BERLIN - The mountain of refrigerators, cellphones, TV sets and other electrical waste disposed of annually worldwide is forecast to grow by a third by 2017, according to a U.N. study released Sunday.
E-waste - defined as anything with a battery or a cord - can pose a big problem because it often contains substances that are harmful to humans and the environment if not properly treated. On the other hand, some of it can be profitably recycled.
A U.N. think tank dedicated to the issue estimates that the amount of e-waste will rise from almost 48.9 million metric tons (53.9 million tons) in 2012 to 65.4 million metric tons (72.09 million tons) in 2017. That's nearly 200 times the weight of the Empire State Building.
In this Feb. 4, 2013 file photo discarded television sets and computer monitors are piled in a consolidated container for electronic scrap at the Bahrenfeld recycling park in Hamburg, Germany.
The U.S. dumped the most last year, generating 9.4 million metric tons of e-waste, followed by China with 7.3 million metric tons.
Per capita the U.S. was even further ahead, with almost 30 kilograms (66 pounds) of high-tech trash for China's 5.4 kilograms (12 pounds).

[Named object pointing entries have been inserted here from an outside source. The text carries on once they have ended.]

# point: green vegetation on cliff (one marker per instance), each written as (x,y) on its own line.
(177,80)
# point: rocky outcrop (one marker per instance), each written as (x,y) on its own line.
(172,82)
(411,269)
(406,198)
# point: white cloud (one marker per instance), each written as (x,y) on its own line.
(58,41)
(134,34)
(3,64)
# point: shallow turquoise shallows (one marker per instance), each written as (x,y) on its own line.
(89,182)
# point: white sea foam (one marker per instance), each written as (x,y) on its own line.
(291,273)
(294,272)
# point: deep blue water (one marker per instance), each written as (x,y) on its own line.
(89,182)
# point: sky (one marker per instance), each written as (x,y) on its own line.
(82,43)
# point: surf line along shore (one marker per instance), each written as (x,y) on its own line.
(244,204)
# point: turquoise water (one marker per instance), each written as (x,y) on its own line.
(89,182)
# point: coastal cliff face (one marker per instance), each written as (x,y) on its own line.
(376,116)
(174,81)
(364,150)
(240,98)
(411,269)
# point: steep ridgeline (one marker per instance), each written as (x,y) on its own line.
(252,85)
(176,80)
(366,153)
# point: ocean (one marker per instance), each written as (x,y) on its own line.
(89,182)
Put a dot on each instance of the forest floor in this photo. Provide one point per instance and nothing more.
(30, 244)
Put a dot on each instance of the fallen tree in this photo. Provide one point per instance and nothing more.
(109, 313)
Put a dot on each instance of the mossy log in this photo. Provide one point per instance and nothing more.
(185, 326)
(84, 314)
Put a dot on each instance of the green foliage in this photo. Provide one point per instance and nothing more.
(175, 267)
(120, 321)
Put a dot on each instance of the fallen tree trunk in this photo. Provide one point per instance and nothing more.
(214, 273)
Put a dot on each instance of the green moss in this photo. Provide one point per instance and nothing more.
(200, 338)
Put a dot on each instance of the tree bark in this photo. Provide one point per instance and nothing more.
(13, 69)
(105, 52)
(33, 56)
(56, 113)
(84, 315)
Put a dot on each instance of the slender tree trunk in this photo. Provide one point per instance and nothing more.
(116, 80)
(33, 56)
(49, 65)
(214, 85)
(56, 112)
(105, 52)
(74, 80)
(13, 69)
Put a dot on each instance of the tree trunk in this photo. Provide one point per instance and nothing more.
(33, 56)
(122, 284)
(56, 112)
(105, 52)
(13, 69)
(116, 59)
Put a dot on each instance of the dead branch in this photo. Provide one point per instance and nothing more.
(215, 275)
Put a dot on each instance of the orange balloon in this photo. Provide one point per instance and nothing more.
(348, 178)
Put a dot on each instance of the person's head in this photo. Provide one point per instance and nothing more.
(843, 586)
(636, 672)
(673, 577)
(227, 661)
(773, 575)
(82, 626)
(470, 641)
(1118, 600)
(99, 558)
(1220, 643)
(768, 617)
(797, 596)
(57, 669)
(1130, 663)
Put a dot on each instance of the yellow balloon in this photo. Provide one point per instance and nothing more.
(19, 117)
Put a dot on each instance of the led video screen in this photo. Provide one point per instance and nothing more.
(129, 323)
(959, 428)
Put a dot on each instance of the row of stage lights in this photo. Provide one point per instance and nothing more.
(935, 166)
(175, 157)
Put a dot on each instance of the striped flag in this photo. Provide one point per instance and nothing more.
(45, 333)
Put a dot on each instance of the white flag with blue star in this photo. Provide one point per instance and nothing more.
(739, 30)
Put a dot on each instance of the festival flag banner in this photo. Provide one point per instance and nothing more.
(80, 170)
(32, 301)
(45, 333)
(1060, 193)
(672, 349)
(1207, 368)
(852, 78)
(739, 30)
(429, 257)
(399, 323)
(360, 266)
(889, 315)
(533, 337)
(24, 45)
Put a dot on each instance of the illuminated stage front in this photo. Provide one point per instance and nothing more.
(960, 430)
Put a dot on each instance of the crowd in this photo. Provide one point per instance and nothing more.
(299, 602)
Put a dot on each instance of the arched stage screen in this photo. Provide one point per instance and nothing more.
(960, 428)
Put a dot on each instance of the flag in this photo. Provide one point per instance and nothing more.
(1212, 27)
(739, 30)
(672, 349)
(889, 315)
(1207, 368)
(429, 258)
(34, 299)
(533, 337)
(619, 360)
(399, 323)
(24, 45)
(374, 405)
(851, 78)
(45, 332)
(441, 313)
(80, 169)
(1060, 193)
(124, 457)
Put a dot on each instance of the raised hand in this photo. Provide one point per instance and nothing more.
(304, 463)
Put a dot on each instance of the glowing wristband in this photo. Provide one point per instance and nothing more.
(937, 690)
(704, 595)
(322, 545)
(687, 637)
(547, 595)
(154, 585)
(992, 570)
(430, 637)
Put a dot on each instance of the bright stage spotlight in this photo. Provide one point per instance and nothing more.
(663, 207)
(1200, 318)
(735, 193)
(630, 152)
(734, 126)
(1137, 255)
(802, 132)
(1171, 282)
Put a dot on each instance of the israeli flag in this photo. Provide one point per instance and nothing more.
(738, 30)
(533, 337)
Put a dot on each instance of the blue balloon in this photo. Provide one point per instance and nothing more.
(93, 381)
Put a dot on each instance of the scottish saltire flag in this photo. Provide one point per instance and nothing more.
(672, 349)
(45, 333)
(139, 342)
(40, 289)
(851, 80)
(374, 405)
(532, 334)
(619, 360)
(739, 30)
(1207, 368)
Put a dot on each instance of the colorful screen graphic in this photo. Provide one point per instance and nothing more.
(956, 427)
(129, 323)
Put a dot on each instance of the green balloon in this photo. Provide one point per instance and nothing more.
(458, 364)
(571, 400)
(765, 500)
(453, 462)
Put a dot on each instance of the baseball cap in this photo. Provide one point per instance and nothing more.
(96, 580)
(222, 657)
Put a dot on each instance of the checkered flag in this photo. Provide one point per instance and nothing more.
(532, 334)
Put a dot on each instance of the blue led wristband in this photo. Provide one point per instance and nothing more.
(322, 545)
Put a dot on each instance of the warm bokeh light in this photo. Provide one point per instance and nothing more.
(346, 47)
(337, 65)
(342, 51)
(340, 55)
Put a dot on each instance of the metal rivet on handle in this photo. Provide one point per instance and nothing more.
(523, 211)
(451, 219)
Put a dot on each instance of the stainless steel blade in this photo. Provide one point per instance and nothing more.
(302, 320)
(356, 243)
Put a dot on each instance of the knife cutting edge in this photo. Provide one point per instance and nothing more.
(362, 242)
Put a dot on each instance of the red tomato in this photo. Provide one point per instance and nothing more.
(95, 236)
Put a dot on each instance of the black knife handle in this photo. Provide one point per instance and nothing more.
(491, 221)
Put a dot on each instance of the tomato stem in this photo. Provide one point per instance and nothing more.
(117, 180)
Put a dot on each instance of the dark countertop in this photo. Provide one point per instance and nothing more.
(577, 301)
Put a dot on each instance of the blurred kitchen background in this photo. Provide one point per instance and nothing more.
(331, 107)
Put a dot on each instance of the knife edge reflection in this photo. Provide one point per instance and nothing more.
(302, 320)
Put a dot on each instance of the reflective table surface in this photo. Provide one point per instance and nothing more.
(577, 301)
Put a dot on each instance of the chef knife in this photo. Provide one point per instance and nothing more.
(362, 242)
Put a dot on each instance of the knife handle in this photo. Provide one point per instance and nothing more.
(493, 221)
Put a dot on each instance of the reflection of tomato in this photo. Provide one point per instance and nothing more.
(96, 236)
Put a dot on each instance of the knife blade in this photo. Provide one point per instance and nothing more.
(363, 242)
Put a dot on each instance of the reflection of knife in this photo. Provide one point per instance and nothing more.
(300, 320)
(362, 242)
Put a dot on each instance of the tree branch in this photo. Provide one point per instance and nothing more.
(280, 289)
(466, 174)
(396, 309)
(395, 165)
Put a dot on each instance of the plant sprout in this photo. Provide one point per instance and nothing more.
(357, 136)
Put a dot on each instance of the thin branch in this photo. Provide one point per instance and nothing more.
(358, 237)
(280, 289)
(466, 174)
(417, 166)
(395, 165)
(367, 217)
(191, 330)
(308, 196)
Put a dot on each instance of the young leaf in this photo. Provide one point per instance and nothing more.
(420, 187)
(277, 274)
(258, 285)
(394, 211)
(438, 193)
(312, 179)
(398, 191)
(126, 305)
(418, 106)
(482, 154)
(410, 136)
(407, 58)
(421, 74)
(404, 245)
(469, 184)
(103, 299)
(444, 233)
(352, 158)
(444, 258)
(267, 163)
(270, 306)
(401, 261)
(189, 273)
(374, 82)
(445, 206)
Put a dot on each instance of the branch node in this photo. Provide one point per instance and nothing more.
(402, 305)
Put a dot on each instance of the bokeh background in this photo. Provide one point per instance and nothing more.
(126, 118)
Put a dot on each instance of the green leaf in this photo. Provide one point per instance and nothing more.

The global average is 7 kilograms (15 pounds) per person.
But China is catching up, evidenced by the fact that it had the highest volume of electrical goods put on the market last year with 11.1 million metric tons. The U.S. had about 10 million metric tons.
Taken together, developing and emerging countries already produce as much e-waste as the developed world, said Ruediger Kuehr, who heads the StEP secretariat, based at the United Nations University in Bonn, Germany.
"There is a hunger of humankind for technology that makes our lives easier," Kuehr told The Associated Press.
"It's not only the communication technologies but also medical devices, washing machines and e-toys that are very popular around Christmas time."
The report, which based its findings on estimates of how long such products last, and hard data on discarded products in several country, is the first time that globally comparable data on e-waste have been publicly released, he said.